Egli è giovane quanto voi; voi siete bella quanto lui. Il suo carattere e il vostro sono fatti di fuoco. Egli vita e morte agli uomini, e i vostri occhi, come i suoi, compiono lo stesso ufficio. Come lui, voi avete i capelli rossi... (Ero giunto a questo punto, adorabile signora, quando un censore di parer contrario mi strappò la penna di mano e mi disse che è male impacciarsi nel panegirico di una giovane bellezza soltanto perchè essa è fulva. Io, non potendo punire questo sfacciato meglio che col silenzio, presi un'altra penna e continuai così). Una bella testa sotto una parrucca rossa, non è se non il sole in mezzo ai propri raggi; ovvero il sole medesimo non è altro che un grande occhio sotto la parrucca di una donna fulva. Eppure tutti ne dicono male perchè soltanto pochi possono vantarsi di un simile splendore. Su cento donne, se ne trova una fulva. Poichè, essendo le fulve inviate dal cielo per comandare, è necessario che ci siano più servi che padroni. Non vediamo forse che ogni cosa, in natura, è più o meno nobile a seconda che è più o meno rossa? Fra gli elementi, quello che contiene maggior quantità d' e minor quantità di materia è il fuoco, a cagione del suo color rosso. L'oro, per la bellezza della sua tinta, ha avuto la gloria di regnare sui metalli. E, di tutti gli astri, il sole è il più illustre soltanto perchè è il più rosso. Le capellute comete che si vedono roteare in cielo quando muore qualche grande uomo altro non sono che i rossi mostacci degli Dei, i quali se li strappano per il dispiacere. Castore e Polluce, quei due piccoli fuochi che dànno ai marinai il preannunzio della fine della tempesta, che cosa sono se non i rossi riccioli che Giunone manda a Nettuno in segno d'amore? Infine, senza il desiderio che gli uomini ebbero di possedere il vello di una pecora rossa la gloria di trenta semidei sarebbe nel numero delle cose non nate e Amerigo non ci avrebbe potuto raccontare che la terra è divisa in quattro parti. Apollo, Venere, Amore, le più belle divinità del Pantheon, sono rosse o cremisine, e Giove è bruno per puro caso: perchè il fumo del suo fulmine lo ha affumicato.

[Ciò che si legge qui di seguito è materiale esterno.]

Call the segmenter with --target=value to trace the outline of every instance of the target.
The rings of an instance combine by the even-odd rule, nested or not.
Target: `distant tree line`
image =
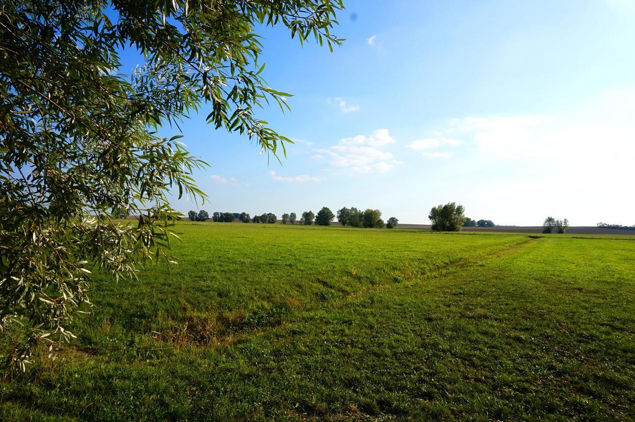
[[[463,223],[463,227],[494,227],[496,226],[491,220],[472,220],[469,217],[465,217],[465,222]]]
[[[554,229],[558,233],[565,233],[568,228],[569,221],[566,219],[556,220],[552,217],[547,217],[542,223],[543,233],[552,233]]]
[[[432,207],[428,215],[432,223],[433,231],[458,231],[467,219],[463,205],[450,202]]]
[[[598,227],[603,229],[622,229],[622,230],[635,230],[635,224],[632,226],[622,226],[620,224],[608,224],[607,223],[598,223]]]
[[[191,210],[187,214],[187,216],[192,221],[206,221],[210,218],[209,214],[204,210],[201,210],[198,212]],[[297,222],[305,226],[311,226],[313,224],[316,226],[330,226],[335,217],[335,214],[328,207],[323,207],[318,212],[317,214],[314,214],[312,211],[304,212],[299,220],[297,219],[295,212],[284,213],[282,215],[282,224],[295,224]],[[362,211],[354,207],[350,208],[344,207],[338,210],[337,217],[337,221],[340,224],[351,227],[375,228],[386,227],[389,229],[393,229],[397,227],[399,223],[399,220],[394,217],[388,219],[387,223],[385,223],[381,218],[382,212],[379,210],[367,208],[366,210]],[[245,212],[239,214],[237,212],[216,212],[212,214],[211,219],[217,222],[232,222],[235,220],[238,220],[242,222],[251,222],[272,224],[277,221],[277,216],[271,212],[265,212],[260,215],[255,215],[251,218],[248,214]]]

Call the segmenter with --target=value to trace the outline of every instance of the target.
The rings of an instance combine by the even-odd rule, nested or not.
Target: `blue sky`
[[[296,141],[283,165],[204,109],[182,140],[211,165],[196,174],[210,198],[176,209],[428,224],[455,201],[500,224],[635,224],[635,2],[345,4],[333,53],[262,30],[265,77],[294,95],[259,115]]]

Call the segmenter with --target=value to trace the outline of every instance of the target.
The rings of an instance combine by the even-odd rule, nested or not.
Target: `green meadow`
[[[635,236],[179,222],[15,420],[635,418]]]

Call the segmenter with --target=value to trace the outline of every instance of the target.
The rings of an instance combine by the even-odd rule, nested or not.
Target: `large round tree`
[[[161,127],[200,112],[276,155],[258,118],[269,87],[254,28],[280,24],[330,48],[341,0],[6,0],[0,5],[0,330],[8,360],[68,339],[91,265],[133,276],[164,257],[169,193],[204,198],[206,164]],[[119,73],[124,50],[139,56]],[[277,157],[277,156],[276,156]],[[123,226],[112,216],[137,215]]]

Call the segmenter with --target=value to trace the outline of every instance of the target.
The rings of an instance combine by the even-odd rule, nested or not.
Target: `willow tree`
[[[117,278],[168,252],[171,193],[205,195],[177,135],[191,112],[284,154],[256,112],[288,107],[263,79],[255,28],[332,49],[341,0],[6,0],[0,4],[0,330],[23,368],[69,340],[91,269]],[[142,65],[119,73],[124,51]],[[138,216],[125,226],[119,212]],[[52,350],[52,349],[51,349]]]

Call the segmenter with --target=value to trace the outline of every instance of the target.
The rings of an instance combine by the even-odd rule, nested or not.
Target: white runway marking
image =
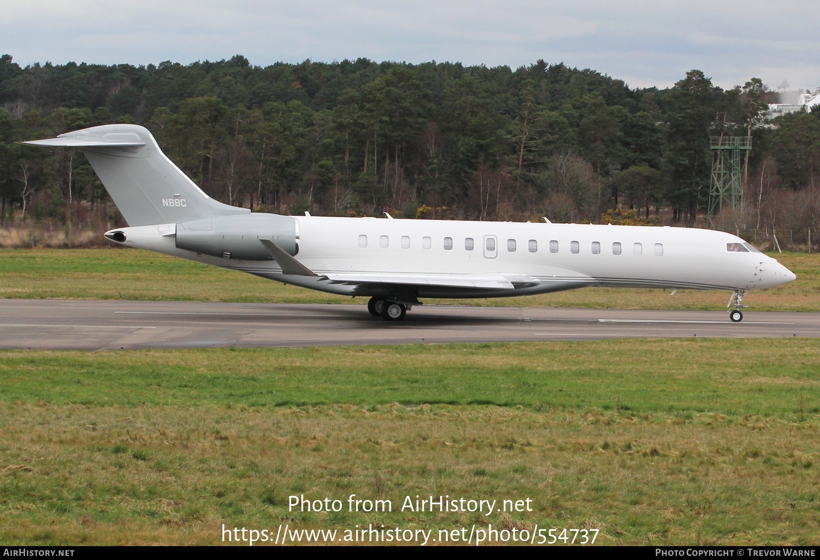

Ma se gli esempi della mitologia non soddisfano i testardi, ricorrano essi alla storia. Sansone, il quale doveva tutta la sua forza ai capelli, non aveva forse ricevuto la sua meravigliosa energia dal color rosso della sua parrucca? Il fato non aveva forse affidata la salvezza dell'impero ateniese a un solo capello rosso, quello di Niso? E Iddio non avrebbe forse mandata agli Etiopi la luce della fede, se avesse trovato fra di essi un uomo di pelo rosso? Non si metterebbe in dubbio la gloria di costoro se si pensasse che tutti gli uomini, non nati da uomini, ma quelli pei quali Dio stesso scelse e impastò la materia, furono sempre rossi. Adamo che, essendo stato creato dalla mano di Dio, deve essere considerato come il più perfetto degli uomini, fu rosso; e ogni corretta filosofia non deve ignorare che la Natura, la quale tende al più perfetto, cerca sempre, quando crea un uomo, di crearlo fulvo, così come aspira a creare oro quando crea mercurio. Poichè, quantunque spesso accada il contrario, non si può stimare maldestro un arciere il quale, scoccando trenta frecce, colga cinque o sei volte nel segno. E come il carattere meglio equilibrato è quello che sta a mezza via fra la flemma e la malinconia, così bisogna esser molto fortunati per colpire con precisione un bersaglio indivisibile. Da una parte stanno i biondi e dall'altra i bruni. Per questa ragione quelli che hanno capelli rossi incanutiscono più tardi dei bruni, come se alla natura dispiacesse distruggere ciò che si è divertita a creare.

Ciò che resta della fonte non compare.